I would like to try this. The steps are very well explained and easy to follow. When I do get my home beer brewing kit I will definitely come back to this site to read the instructions. It seems like an elaborate process and I’ll probably mess it up the first time or make it too strong or – who knows – create a new flavor 😉 It will be interesting to do though. It’s a learning process, isn’t it?
Take your time with it, it is actually a pretty straight forward process, very much like baking a cake, ste 1, step 2, etc. Most of all have fun with it, it is beer after all! 🙂
Wow, that’s some good education. I think we have kits for everything nowadays. A beer kit to do with best buddies on a warm afternoon would be great.
Thank for the idea.
Regards,
AB
Beer kits have been around for many years now, but they most definitly have improved in quality in taste in the last few years. Cheers AB.
Hi Robb,
I’m sure the process sounds straightforward to you as you must have done this many times so you fully understand all the ins and outs. I am sure I would have to read this about ten times over beforehand and then over and over if I were to try and do it. Also, I can see though how easy it would be to mess it up and get a bad product. The funniest story I remember about homebrew beer was from my college days. A group of my friends decided they were going to brew their own beer. They pooled their funds and bought the necessary. One guy agreed to give up his bathtub for the two-week period required. I recall, he didn’t use it much anyway. He lined his bathtub with plastic sheeting and then set about it. Every so often they would go and check on it and sniff and allow a little taste until quite a few days before the process was supposed to be over, they convinced themselves it was ready. I don’t know how much of it they drank but they all ended up the next day in the college health center. A very funny story, but true. So as I say, I am sure it is easy to mess up the process. Thanks for sharing. Best regards, Andy
That is a wild story Andy and I have know idea what they would have done. Making beer is a very straight forward process and it is very difficult to mess it up. The main thing is to santizie your equipment.
I’ve been wanting to brew beer at home using my own kit for quite a while now but never actually found out how to do it properly. Your site is pure gold content-wise, and if I don’t start now, I’ll probably never will.
It’s not that the price is what got me intrigued about making beer at home, but I have to ask.

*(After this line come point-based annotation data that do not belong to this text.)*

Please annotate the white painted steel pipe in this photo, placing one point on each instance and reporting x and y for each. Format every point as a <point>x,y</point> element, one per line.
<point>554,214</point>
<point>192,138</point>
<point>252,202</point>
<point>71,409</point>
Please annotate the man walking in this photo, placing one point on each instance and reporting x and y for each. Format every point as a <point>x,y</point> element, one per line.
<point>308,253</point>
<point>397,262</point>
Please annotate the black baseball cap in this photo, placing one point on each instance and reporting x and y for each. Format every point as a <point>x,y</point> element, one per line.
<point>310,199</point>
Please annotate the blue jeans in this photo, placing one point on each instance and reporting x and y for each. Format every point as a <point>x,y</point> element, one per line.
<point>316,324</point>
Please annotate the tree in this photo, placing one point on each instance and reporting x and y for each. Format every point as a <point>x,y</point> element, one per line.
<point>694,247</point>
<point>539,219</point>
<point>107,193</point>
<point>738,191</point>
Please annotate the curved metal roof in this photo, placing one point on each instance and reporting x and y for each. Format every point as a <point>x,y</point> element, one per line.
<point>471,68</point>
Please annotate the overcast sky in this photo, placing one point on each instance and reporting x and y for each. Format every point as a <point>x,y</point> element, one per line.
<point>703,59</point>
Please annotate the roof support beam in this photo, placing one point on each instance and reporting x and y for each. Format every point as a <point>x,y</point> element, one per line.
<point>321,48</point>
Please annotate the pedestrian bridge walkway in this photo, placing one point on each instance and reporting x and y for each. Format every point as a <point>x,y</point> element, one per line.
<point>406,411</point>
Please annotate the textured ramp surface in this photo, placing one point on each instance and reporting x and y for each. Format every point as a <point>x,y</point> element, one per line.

I know that homebrewed beer is way cheaper than the one we buy at supermarkets, but could you estimate how much a litre of homebrewed beer would cost me compared to a store purchased one?
Thanks bud!
Once again, amazing content you have here.
Gorjan
Depends where in the world you are my man. In Canada I can brew 19 liters for $20 – $30. Which is a fraction of what it would cost to buy the same from the beer store. Cheers
There is so much that goes into brewing beer at home. I am glad you gave us all the tools.
Does this apply to any type of beer?
I am curios because I think I have seen beer being made in the rural areas with different equipment.
This is one method of brewing a beer. I consider this the beginner stage. I recommend people start with a kit, then move up to partial mash and then finally all grain.
Hi Rob, thank you very much for your detailed article. I feel overwhelmed because the kit seems more confusing than making beer without the kit. It sounded easier. But I still love to try it and certainly will do. Thank you very much for the link you have sent me. I will check it out and let you know if I still have questions. I certainly will have. Great article!